De Messiasbelijdende voorganger ds. David Zadok is een van de sprekers. Ds. Zadok is directeur van uitgeverij HaGefen (”De Wijnstok”) en sinds januari 2013 predikant van de gemeente ”Genade en Waarheid” in Kanot.
Tijdens de bijeenkomst zal het boek ”Messiasbelijdende Joden door de eeuwen heen. Geschiedenis van een vergeten groep” worden gepresenteerd. Dat boek, geschreven door dr. Pieter A. Siebesma, is gebaseerd op een serie artikelen die geschreven is voor het blad Immanuël (uitgave van Stichting Steun Messiasbelijdende Joden).

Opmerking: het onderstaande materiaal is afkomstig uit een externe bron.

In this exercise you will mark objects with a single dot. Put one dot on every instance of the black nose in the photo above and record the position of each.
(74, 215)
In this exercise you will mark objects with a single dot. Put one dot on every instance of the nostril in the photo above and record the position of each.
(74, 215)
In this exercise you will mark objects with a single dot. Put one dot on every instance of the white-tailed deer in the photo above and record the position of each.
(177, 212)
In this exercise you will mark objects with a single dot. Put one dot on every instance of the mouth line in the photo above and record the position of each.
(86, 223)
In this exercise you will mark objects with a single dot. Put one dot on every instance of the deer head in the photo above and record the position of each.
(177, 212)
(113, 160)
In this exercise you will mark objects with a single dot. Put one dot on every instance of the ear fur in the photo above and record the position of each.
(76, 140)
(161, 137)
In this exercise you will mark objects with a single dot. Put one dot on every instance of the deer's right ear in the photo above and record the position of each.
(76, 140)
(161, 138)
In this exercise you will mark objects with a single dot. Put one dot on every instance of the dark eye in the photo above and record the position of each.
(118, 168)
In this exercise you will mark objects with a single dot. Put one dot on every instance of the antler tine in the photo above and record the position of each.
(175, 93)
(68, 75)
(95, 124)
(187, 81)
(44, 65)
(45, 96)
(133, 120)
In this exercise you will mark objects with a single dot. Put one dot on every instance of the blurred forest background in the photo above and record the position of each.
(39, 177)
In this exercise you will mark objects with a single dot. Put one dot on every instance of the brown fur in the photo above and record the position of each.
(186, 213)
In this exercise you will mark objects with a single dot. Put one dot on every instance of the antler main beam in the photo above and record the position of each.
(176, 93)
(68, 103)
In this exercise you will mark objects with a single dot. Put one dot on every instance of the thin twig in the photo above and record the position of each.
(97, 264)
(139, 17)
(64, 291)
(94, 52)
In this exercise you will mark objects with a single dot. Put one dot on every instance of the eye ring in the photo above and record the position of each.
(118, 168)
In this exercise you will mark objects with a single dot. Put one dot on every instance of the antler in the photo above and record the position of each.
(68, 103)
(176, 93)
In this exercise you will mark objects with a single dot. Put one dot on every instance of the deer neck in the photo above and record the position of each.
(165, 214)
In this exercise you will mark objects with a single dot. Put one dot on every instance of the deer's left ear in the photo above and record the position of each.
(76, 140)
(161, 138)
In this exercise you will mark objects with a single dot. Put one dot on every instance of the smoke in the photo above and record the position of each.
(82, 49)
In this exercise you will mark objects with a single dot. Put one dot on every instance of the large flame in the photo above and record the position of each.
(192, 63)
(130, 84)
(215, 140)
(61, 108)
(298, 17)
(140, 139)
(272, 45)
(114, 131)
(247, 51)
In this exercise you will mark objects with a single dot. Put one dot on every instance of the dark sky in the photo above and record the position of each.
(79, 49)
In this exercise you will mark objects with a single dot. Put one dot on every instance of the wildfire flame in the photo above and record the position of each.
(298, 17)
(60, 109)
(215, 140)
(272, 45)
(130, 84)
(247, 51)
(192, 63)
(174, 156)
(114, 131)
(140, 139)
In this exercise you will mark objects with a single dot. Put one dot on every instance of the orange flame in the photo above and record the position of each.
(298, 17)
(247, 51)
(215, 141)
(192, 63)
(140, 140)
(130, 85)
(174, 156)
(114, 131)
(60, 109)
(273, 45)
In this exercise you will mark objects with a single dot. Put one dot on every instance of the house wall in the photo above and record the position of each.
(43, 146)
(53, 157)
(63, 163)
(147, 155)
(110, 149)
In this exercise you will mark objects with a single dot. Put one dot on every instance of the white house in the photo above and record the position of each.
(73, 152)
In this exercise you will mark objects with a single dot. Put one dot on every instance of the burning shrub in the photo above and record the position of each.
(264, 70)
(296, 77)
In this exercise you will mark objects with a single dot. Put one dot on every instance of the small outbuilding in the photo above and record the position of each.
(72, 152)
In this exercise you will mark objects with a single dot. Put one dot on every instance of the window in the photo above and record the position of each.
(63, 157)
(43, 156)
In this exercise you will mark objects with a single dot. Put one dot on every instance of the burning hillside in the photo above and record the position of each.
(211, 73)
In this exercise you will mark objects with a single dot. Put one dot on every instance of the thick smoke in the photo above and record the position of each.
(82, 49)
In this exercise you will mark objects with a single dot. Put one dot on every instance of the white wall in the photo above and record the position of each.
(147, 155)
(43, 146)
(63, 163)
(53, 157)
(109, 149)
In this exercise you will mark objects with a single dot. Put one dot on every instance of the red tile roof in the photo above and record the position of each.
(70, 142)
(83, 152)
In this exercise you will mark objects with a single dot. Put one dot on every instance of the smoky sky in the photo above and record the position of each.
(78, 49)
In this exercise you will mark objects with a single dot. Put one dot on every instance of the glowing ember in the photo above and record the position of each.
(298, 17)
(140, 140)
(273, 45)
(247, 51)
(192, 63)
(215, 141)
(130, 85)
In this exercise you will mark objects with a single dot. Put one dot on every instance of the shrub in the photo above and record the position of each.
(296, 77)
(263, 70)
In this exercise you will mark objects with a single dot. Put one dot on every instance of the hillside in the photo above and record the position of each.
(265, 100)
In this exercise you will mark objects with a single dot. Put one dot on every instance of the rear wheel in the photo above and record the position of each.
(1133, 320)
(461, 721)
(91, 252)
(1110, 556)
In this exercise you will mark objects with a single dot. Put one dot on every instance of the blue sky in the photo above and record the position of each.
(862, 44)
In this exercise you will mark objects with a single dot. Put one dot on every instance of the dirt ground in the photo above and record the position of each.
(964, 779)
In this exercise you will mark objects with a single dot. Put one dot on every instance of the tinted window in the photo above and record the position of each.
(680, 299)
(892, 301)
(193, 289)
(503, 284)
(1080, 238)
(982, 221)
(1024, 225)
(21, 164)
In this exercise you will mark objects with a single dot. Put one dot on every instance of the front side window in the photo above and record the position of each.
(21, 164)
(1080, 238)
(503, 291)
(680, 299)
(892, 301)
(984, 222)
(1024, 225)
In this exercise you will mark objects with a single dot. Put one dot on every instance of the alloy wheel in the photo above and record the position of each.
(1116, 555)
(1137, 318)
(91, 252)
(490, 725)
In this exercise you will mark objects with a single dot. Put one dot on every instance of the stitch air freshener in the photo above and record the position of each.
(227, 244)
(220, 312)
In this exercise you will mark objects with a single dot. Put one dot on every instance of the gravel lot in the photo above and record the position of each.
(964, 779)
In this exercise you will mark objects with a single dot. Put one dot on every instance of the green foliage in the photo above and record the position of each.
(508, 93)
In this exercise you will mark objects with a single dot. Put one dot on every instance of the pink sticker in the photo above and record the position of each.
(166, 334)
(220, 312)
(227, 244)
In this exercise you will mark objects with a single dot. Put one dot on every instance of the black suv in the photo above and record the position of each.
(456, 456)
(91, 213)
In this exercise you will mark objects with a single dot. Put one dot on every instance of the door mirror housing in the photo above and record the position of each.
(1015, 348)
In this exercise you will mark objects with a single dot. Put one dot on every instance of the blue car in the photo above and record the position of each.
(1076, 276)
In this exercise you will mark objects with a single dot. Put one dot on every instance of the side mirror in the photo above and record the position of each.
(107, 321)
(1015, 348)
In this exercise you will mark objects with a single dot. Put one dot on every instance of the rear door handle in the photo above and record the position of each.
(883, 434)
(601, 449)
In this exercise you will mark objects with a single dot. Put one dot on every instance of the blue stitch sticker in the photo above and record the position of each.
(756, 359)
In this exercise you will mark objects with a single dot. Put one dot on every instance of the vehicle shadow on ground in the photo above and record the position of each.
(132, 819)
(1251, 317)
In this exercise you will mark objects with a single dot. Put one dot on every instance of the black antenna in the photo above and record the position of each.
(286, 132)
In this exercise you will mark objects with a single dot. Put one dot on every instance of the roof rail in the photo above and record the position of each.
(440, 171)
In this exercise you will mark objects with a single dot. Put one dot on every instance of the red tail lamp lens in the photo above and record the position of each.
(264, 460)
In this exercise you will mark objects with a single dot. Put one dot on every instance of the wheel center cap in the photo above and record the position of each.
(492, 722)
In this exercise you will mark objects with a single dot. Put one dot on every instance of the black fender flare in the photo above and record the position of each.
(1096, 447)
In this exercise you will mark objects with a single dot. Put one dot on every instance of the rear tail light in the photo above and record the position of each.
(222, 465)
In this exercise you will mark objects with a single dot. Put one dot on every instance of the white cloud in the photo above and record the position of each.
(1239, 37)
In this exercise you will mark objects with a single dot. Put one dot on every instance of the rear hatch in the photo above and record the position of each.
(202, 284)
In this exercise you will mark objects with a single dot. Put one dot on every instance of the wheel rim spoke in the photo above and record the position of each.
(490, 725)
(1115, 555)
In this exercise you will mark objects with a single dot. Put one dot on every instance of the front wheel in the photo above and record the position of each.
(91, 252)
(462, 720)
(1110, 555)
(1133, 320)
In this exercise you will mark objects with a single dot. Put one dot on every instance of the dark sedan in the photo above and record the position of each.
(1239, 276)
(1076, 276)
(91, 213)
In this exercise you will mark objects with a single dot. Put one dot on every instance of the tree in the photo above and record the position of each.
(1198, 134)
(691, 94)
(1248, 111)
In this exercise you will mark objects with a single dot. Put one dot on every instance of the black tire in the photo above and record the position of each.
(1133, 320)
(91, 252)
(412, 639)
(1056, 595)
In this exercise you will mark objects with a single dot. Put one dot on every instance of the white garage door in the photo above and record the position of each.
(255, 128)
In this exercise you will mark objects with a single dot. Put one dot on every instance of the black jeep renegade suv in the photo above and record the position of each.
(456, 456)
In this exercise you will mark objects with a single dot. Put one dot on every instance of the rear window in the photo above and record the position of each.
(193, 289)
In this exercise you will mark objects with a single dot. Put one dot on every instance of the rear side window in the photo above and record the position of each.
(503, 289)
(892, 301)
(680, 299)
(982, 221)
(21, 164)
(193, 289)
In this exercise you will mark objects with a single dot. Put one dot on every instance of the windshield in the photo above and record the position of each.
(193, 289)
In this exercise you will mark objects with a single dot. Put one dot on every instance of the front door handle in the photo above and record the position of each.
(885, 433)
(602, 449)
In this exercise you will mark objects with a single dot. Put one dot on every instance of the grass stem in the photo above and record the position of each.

Daarnaast zullen tijdens de jubileumbijeenkomst het vrouwenkoor Shira en het mannenkoor Tehillim muzikale bijdragen verzorgen en is er een moment van samenzang.
Ds. A. Jonker
Ds. A. Jonker werd op 29 maart 1954 geboren in Veenendaal. Hij werd op 15 juni 1983 bevestigd als predikant van de hervormde gemeente in Schoonrewoerd. Daarna diende hij de gemeenten van Stolwijk (1987), Barendrecht (1992), Nijkerk (1998) en Baarn (2003). Sinds 22 februari 2009 is ds. Jonker predikant van de hervormde gemeente in Putten (wijk 4).
Ds. Jonker werd in 1999 voorzitter van de toen opgerichte Stichting Steun Messiasbelijdende Joden. Van 2013 tot eind 2018 bekleedde hij de functie van directeur.